Demmy is a member of the Open Science task force of KU Leuven, coordinates the Open Science working group about the future of scholarly publishing and is, together with Laura Mesotten, responsible for the day-to-day management of the KU Leuven Fund for Fair Open Access. He serves on several national and international working groups and projects focused on scholarly communication and open scholarship infrastructure, as well as on library advisory boards for Open Access publishers such as Open Library of Humanities and punctum books. His ORCID profile is available at https://orcid.org/0000-0002-1020-3659.
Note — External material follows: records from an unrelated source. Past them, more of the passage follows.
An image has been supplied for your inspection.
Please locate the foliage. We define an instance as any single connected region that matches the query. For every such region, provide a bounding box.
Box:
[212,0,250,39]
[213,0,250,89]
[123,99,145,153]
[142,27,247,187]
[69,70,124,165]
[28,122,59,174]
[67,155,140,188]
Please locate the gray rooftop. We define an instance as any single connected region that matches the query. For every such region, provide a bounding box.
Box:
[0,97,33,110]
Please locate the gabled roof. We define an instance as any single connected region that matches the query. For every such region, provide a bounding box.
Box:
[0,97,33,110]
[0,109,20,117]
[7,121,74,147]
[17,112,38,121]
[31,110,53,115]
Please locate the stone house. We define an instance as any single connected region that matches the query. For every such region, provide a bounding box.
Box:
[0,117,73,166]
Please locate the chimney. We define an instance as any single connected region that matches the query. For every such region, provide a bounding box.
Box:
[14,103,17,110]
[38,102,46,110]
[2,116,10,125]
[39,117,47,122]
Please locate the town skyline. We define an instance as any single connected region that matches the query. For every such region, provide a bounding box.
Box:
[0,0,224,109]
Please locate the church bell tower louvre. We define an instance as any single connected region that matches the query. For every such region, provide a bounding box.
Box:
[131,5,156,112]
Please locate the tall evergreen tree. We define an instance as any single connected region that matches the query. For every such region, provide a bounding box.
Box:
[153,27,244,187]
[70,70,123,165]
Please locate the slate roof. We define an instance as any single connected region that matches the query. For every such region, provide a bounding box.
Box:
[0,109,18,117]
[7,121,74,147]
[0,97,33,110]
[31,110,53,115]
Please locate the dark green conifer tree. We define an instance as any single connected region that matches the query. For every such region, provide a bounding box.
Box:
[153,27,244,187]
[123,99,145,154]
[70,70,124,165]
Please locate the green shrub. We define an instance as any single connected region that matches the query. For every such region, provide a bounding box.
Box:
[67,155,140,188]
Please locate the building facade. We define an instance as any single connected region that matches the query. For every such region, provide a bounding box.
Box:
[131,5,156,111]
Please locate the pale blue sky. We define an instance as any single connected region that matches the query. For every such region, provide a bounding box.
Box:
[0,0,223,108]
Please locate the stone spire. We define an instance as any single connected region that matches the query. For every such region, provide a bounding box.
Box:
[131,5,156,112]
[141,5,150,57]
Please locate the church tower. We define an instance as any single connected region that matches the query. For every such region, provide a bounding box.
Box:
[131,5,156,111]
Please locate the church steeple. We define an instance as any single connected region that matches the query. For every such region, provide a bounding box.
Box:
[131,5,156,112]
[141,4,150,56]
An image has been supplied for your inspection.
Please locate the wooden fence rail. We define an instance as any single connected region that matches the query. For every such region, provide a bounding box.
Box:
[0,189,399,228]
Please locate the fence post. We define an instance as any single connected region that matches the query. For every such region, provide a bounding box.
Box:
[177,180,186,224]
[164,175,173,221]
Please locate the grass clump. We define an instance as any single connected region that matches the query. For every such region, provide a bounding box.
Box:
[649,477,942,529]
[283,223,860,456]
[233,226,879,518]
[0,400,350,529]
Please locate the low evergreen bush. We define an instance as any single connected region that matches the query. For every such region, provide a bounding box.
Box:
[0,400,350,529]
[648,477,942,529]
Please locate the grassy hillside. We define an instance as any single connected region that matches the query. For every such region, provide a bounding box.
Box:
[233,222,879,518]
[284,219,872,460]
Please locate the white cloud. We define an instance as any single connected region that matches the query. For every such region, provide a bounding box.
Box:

Samuel Moore (Cambridge University Library): Dr. Samuel A. Moore is a scholarly communication specialist at Cambridge University Library and a research associate of King’s College Cambridge specialising in critical information studies and the digital humanities. His research explores the ethics and politics of academic knowledge production and research communication, specifically on topics relating to academic publishing, open research and community governance. He has a PhD in Digital Humanities from King’s College London and is also one of the organisers of the Radical Open Access Collective.
Full Custodians will be required to vote even if we have received the same amount of nominations as there are positions available in a caucus. Voting will open at the start of the AGAC, and the results will be announced shortly afterwards.
We are grateful to all the Full Custodians for opting to be fully involved in the OBC governance, which as a member-led organisation depends on their contribution.